AI in Precision Medicine Market: Growth, Size, Share, and Trends

OPPORTUNITY: The Role of Predictive Analytics in Advancing AI for Healthcare

The transition towards precision medicine is greatly supported because of the possibility of utilizing patient data in real time to customize interventions even before the disease begins to manifest. Predictive analytics involves the application of advanced computational technology such as artificial intelligence and machine learning to collect, collate and synthesize vast amounts of healthcare data like genomic data, electronic health records, medical images together with their associated environmental and behavioural data among others with the sole purpose of predicting risks of illness, outcomes of treatment and other clinical findings and processes. Such a possibility enables the healthcare system to transform from offering only curative services to providing preventive services which have better patient outcomes and economical utilization of resources.

For instance, machine-learning enabled algorithms to have been created to track the ones likely to be diagnosed with co-morbidities such as diabetes and heart-related diseases in the years coming from their genetic background, lifestyles, and past medical records. This helps to employ the ‘treat early’ theory based on simple lifestyle changes or on mild preventive medications before the illness shows any sign, thereby avoiding further complications, expensive treatment or prolonged management. More so, for instance oncology cancer activity, artificial intelligence techniques have made it easier to predict the likelihood of specific cancer treatments, including immunotherapy, being effective in patients based on their biomarkers and the genetics of their tumours.
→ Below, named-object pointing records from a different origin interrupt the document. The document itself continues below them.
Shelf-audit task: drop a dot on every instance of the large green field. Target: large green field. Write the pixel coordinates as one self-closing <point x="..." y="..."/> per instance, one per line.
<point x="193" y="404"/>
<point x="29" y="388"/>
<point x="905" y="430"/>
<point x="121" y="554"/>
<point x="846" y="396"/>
Further, predictive analytics supports the drug development process by determining the specific patient subgroups who would respond positively to the investigational therapies, thus maximizing the order and success of the clinical development plan. Tempus and Flatiron Health are two of the appropriate and compelling examples of this where they are using predictive analytics to perform real-world data analysis as a means of bioinformatics to combine genomic and clinical data for better treatment processes. In addition, predictive analytics determines the number of patients expected to be admitted into the hospital and other resources needed for comprehensive operational planning in the hospital systems.

With the bar of predictive analytics rising, AI in precision medicine can aid in providing very efficient, inexpensive and focused care which resolves the pain points in healthcare delivery today.

CHALLENGES: The Impact of Fairness and Bias on AI in Healthcare

Fairness and bias are two issues which significantly hinder the application of AI in precision medicine. This is because, biased algorithms will result in unfair treatment in healthcare especially for underserved groups. Algorithms used in precision medicine are mostly developed with unbalanced data sets which discriminate other population groups. For instance, most genomic data sets are European ancestry dominated leaving people from Africa, Asia, and Latin America with fewer if any data at all. Such disparity creates an enabling environment for the development of AI models for disease risks or treatment interventions of non-European populations which aggravates the inequality in health of people in different geographical regions.

As an example of this, bias is found in genetic risk scores which are used to estimate an individual’s risk for diabetes or heart disease. Such risk scores are known to give a lower estimate in individuals of African ancestry due to the heterogeneity of the database employed to come up with the score which was primarily composed of European ancestry individuals. Likewise, cancer diagnosis systems using artificial intelligence that are trained to analyse images of classifications of demographic groups whose majority Caucasian may not be able to detect the melanoma or breast cancer in Caucasian patients with darker skin tones leading to advanced stages of the illness at diagnosis.

Disparities in certain aspects such as education and ability to access healthcare among those involved in producing the data can also cause bias in AI models. This may be where high-income countries which have greater access to health care services, the health records of people collected may affect the AI models predictions whereas regions with lower sick care provision and limited data access suffer. Solutions to these obstacles include, more heterogeneous data acquisition strategies, development of models that incorporate population pyramids, and validation studies. In the absence of these steps, bias in artificial intelligence may thwart the fundamental objective of precision medicine: delivering fair personalized care to every person.